Un cohete con pabellón chino ha estado como un perdulario danzando descontrolado por la atmósfera sin que sus creadores hicieran carrera de él. Aunque en principio, la cosa sonaba a chino, sin embargo, España se ha visto obligada a cerrar parte de su espacio aéreo, ya que la trayectoria que describía el objeto volante afectaba a algunas zonas del noreste peninsular. A muchos españoles la sombra chinesca nos ha tenido en vilo. Y es que cunde la inquietud de que nada bueno puede venir ya de China. Y la expresión “es un trabajo de chinos”, genera normalmente desconfianza. Como finalmente el cohete sin control ha terminado estrellándose en el Océano Pacífico, lo de “made in China” ya solo es garantía de caminar con una china en el zapato o de que a uno le toque la china.
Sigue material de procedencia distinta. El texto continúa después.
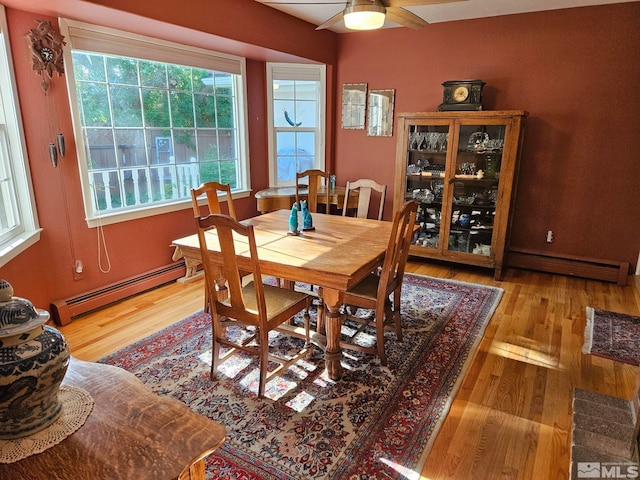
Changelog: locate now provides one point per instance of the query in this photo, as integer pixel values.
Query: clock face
(46, 54)
(460, 94)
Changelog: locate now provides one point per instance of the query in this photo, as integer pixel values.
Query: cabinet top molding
(465, 114)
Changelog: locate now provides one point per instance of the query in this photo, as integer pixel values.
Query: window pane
(156, 108)
(182, 109)
(153, 74)
(126, 106)
(295, 154)
(9, 219)
(96, 110)
(122, 70)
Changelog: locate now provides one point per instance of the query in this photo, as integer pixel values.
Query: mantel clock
(461, 95)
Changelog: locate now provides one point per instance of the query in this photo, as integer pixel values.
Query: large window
(296, 120)
(152, 120)
(18, 221)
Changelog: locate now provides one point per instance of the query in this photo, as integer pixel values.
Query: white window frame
(103, 40)
(296, 71)
(27, 230)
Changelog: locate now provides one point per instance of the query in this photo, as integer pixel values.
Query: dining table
(338, 253)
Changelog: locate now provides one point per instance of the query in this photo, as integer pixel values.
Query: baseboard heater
(597, 269)
(63, 310)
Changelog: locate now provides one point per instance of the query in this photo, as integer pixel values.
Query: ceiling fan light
(364, 15)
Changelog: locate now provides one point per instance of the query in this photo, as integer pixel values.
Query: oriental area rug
(612, 335)
(376, 422)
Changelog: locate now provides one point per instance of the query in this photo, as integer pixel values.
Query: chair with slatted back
(264, 307)
(315, 180)
(211, 190)
(365, 188)
(373, 291)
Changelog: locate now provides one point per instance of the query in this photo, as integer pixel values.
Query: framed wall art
(380, 113)
(354, 103)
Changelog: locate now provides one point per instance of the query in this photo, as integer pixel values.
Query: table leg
(333, 353)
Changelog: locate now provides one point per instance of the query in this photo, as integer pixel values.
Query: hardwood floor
(511, 418)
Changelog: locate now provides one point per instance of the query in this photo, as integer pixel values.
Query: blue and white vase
(33, 361)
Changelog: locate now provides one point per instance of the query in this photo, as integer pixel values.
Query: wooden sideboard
(130, 433)
(279, 198)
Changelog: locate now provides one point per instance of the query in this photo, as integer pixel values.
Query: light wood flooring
(511, 418)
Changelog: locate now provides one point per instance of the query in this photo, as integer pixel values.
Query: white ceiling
(318, 11)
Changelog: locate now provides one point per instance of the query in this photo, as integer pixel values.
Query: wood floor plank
(511, 418)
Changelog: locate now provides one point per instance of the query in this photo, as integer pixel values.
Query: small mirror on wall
(354, 102)
(380, 113)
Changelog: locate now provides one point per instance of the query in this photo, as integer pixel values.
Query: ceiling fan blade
(332, 21)
(416, 3)
(405, 18)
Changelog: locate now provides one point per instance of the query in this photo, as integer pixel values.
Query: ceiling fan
(371, 14)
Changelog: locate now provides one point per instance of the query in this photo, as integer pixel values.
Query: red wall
(44, 272)
(576, 72)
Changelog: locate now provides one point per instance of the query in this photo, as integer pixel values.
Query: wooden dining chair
(212, 190)
(315, 180)
(264, 307)
(365, 188)
(373, 291)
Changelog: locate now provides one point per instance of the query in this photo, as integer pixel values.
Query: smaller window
(296, 120)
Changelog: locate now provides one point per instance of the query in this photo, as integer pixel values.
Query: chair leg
(264, 360)
(380, 318)
(396, 313)
(215, 354)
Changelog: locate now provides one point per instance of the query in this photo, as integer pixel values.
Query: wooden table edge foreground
(130, 433)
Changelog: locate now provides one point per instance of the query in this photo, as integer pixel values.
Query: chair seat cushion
(366, 288)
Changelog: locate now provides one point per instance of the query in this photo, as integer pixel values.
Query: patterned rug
(375, 423)
(612, 335)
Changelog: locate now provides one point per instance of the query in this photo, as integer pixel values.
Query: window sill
(110, 219)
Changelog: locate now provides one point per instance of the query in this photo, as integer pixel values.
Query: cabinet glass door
(475, 188)
(425, 179)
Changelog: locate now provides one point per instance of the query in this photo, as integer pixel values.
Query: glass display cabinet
(462, 169)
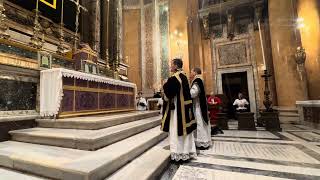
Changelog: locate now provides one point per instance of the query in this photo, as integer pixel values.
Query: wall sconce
(300, 23)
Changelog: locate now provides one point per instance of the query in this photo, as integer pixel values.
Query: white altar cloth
(51, 87)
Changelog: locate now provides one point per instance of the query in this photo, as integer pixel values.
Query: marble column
(178, 22)
(289, 86)
(90, 28)
(194, 36)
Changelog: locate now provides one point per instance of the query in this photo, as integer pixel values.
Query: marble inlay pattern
(249, 134)
(148, 15)
(275, 152)
(255, 155)
(308, 136)
(195, 173)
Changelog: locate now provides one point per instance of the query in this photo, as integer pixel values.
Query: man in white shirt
(141, 102)
(200, 109)
(241, 103)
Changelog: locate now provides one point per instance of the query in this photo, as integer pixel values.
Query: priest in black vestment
(178, 118)
(200, 108)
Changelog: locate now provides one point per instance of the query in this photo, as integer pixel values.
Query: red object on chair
(214, 108)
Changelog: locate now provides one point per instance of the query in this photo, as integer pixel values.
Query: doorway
(232, 85)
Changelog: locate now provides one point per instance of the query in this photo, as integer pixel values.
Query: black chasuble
(202, 98)
(178, 86)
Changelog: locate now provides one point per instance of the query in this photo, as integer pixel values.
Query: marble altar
(66, 93)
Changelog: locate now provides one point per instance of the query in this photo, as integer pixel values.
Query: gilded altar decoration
(50, 3)
(86, 59)
(300, 55)
(66, 93)
(3, 27)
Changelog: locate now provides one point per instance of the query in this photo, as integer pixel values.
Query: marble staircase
(112, 146)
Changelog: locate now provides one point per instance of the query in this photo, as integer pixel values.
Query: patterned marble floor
(293, 153)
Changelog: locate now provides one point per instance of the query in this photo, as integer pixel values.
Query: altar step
(150, 165)
(96, 122)
(7, 174)
(70, 164)
(84, 139)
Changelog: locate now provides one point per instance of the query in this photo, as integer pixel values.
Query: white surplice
(181, 147)
(203, 132)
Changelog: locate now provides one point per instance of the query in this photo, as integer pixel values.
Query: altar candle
(262, 48)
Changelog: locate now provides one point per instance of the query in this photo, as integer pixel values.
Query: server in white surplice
(178, 118)
(200, 109)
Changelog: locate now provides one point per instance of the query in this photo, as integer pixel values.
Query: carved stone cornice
(224, 6)
(21, 19)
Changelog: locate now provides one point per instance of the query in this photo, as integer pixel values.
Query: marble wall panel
(148, 46)
(132, 44)
(231, 54)
(164, 40)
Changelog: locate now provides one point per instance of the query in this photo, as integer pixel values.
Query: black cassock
(178, 86)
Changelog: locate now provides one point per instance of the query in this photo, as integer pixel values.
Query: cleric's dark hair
(178, 62)
(197, 70)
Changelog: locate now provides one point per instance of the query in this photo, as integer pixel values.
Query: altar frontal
(65, 93)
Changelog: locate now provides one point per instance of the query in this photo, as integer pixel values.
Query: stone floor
(293, 153)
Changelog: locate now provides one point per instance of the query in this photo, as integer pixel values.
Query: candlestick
(262, 47)
(3, 27)
(60, 48)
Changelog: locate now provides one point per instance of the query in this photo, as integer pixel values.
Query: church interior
(71, 72)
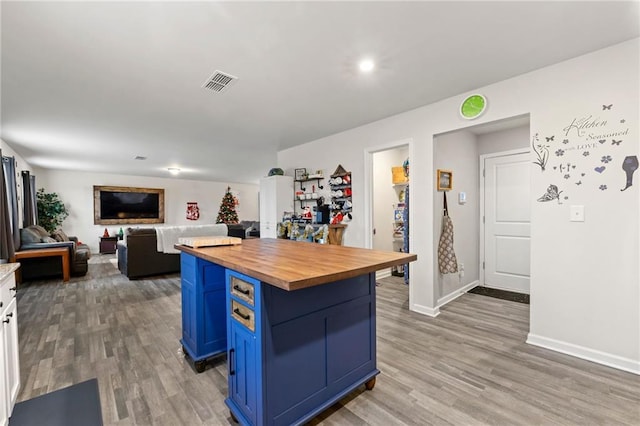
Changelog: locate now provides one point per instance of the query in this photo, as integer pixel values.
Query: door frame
(481, 250)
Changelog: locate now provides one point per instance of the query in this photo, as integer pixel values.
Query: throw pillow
(28, 236)
(60, 236)
(40, 230)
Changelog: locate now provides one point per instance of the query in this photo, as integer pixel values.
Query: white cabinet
(9, 349)
(276, 197)
(4, 408)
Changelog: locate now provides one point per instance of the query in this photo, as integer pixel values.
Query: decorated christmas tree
(227, 213)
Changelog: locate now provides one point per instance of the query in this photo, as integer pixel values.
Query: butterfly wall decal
(551, 194)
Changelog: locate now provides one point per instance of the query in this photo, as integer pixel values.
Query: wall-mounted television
(123, 205)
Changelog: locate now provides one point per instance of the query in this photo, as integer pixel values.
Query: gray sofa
(138, 254)
(36, 237)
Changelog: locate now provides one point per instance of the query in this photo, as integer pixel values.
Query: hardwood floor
(470, 365)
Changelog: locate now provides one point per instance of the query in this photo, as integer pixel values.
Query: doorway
(382, 197)
(460, 151)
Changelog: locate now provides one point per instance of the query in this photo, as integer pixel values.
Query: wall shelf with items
(341, 194)
(305, 187)
(400, 183)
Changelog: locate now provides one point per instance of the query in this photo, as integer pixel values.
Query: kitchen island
(300, 322)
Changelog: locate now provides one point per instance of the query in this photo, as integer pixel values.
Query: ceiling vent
(219, 81)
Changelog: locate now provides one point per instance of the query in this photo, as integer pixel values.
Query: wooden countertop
(292, 265)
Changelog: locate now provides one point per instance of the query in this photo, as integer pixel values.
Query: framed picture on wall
(445, 180)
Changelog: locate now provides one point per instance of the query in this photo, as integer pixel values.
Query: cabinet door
(4, 399)
(243, 380)
(12, 359)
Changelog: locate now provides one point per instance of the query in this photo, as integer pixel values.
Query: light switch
(577, 214)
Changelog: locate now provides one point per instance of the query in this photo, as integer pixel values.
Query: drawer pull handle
(241, 315)
(232, 370)
(241, 290)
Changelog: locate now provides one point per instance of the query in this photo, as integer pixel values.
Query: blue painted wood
(244, 357)
(204, 329)
(312, 347)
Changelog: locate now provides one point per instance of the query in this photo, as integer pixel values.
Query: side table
(108, 244)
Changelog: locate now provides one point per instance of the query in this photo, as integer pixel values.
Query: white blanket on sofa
(167, 236)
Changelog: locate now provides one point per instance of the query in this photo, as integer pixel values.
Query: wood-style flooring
(468, 366)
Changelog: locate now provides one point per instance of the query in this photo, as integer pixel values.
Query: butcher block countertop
(292, 265)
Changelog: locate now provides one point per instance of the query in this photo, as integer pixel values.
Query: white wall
(584, 285)
(503, 140)
(458, 152)
(76, 191)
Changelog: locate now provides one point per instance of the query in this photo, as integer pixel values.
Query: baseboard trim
(425, 310)
(610, 360)
(383, 273)
(455, 294)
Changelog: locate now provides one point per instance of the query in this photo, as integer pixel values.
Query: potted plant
(51, 210)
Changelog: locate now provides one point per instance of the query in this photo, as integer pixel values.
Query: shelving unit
(301, 195)
(399, 226)
(341, 193)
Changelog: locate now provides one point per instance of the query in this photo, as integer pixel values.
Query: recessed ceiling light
(366, 65)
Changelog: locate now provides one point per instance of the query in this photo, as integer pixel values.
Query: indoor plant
(51, 210)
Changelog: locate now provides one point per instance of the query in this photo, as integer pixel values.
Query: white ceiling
(90, 85)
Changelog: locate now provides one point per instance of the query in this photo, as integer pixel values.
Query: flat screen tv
(123, 205)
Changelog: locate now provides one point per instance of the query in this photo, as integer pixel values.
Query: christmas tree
(227, 213)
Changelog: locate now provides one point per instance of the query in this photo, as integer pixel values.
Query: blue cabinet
(294, 353)
(204, 332)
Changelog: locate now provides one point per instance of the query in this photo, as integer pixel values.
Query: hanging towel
(446, 256)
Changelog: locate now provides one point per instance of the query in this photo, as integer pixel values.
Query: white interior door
(507, 222)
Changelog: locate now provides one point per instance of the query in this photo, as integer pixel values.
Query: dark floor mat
(501, 294)
(77, 404)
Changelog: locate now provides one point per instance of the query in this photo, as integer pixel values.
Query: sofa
(36, 237)
(140, 254)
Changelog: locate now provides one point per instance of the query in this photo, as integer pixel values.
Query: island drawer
(242, 289)
(243, 315)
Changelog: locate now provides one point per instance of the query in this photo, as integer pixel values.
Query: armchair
(35, 237)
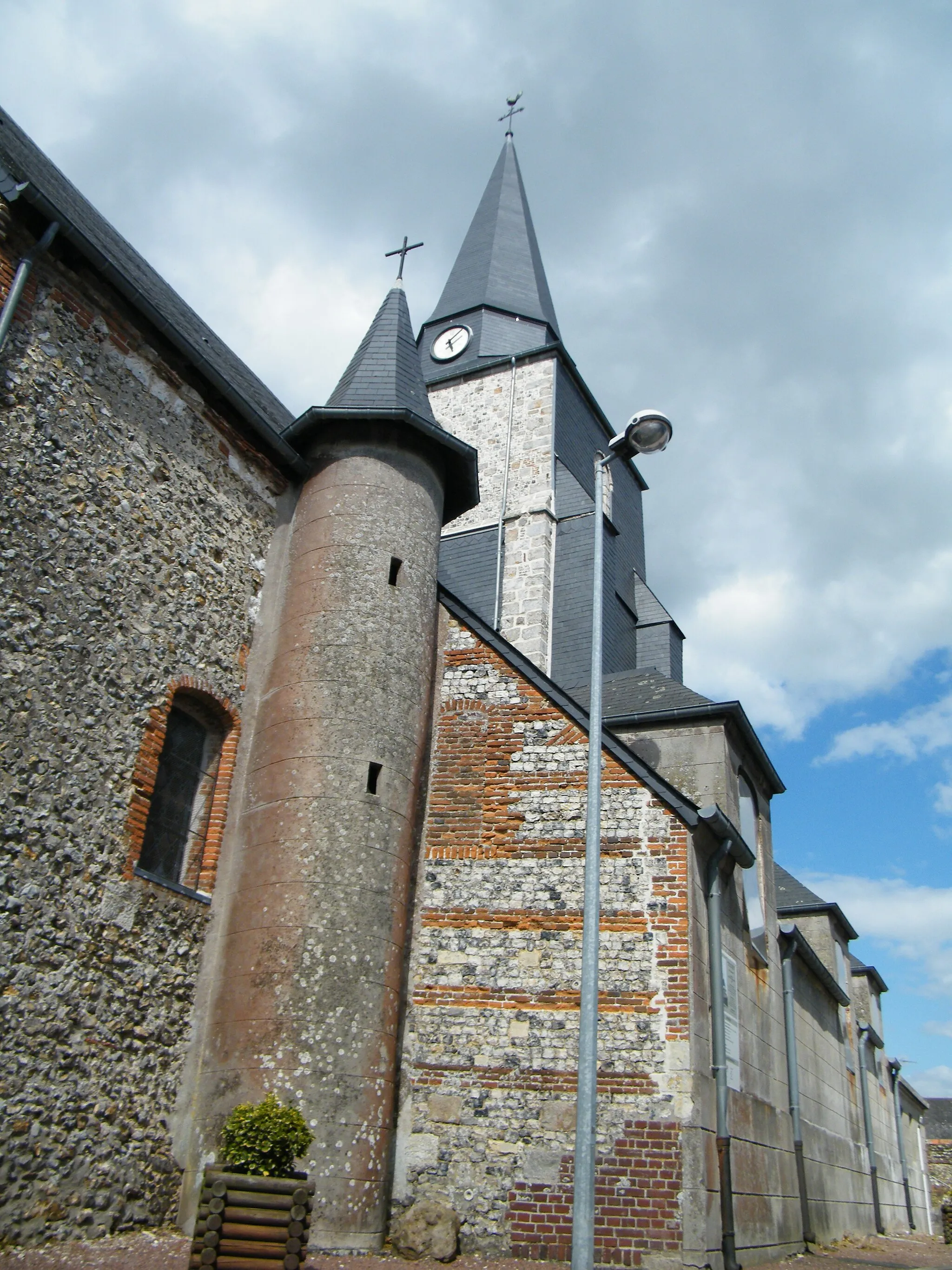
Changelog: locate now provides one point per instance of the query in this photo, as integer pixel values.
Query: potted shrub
(256, 1206)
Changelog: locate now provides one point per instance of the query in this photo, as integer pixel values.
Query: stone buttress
(308, 976)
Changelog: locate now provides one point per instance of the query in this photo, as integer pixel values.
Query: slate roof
(939, 1119)
(640, 692)
(499, 265)
(58, 199)
(859, 967)
(794, 897)
(793, 893)
(385, 371)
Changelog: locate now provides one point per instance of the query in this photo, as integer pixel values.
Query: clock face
(450, 343)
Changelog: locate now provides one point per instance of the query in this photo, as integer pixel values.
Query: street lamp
(645, 433)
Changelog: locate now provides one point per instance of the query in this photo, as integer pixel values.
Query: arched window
(752, 877)
(182, 786)
(607, 492)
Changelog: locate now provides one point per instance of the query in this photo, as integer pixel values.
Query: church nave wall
(134, 526)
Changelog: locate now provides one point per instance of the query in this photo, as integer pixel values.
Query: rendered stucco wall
(476, 409)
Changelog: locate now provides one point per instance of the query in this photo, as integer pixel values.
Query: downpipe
(587, 1099)
(895, 1069)
(503, 501)
(719, 1052)
(867, 1126)
(20, 281)
(789, 946)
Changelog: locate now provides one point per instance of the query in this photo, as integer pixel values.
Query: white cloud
(919, 732)
(935, 1083)
(913, 923)
(922, 731)
(728, 243)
España también tiene su cohete. Según el CIS de Tezanos, Sánchez va como un cohete en las encuestas directo a las generales. De seguir con esa progresión, en primavera habrá alcanzado una mayoría absoluta como aquellas que lograba González en los ochenta y así ya podrá codearse con el veterano dirigente socialista de tú a tú. Para Tezanos, no hay mayor engaño que la realidad, y por eso se la inventa: Sánchez es un estadista que no necesita del Falcon para ser un político de altura que practica una política de altos vuelos. Y el dato de haber logrado únicamente el triunfo en las elecciones catalanas, perdiendo todos los demás comicios autonómicos celebrados desde los nacionales, no es obstáculo para que el CIS asegure al presidente una trayectoria ascendente y augure un final triunfante.
A diferencia del artilugio chino que vagaba sin control por el espacio ultraterrestre, la órbita del cohete Sánchez está monitorizada desde una estación base, cuyos mandos dirigen Otegui y Aragonés. Desde el día de la moción de censura, Bildu y ERC controlan el rumbo de la astroanve sanchista impidiendo que se desvíe ni siquiera un milímetro de su órbita trazada, que no es otra que favorecer a la antipatria y jorobar a los españoles. Por momentos, pareciera como si el motor del cohete no carburara provocando extraños movimientos de sube y baja. Nada grave, según Tezanos, pues ello evidencia la autonomía de Sánchez y su capacidad para autopropulsarse no siendo marioneta de nadie.
Quienes resultan ser peritos en la materia, sostienen que todo lo que sube baja, y la órbita del cohete Sánchez resulta cada día más descendente. Que por mucha pirueta fantástica que protagonice, cual perdiz con vuelo irregular, lleva plomo en las alas y ya no embelesa al electorado. Tezanos seguirá cobrando por inventarse la realidad, pero el CIS tiene ya menos credibilidad que un cuento chino. Quienes verdaderamente entienden de esto, auguran que pronto se perderá la pista de Sanchez en la pantalla del rádar. Sería una buena noticia que, como el cohete de China, también Sánchez cayera al agua, políticamente hablando. Que además de perder su pista, se le pierda de vista.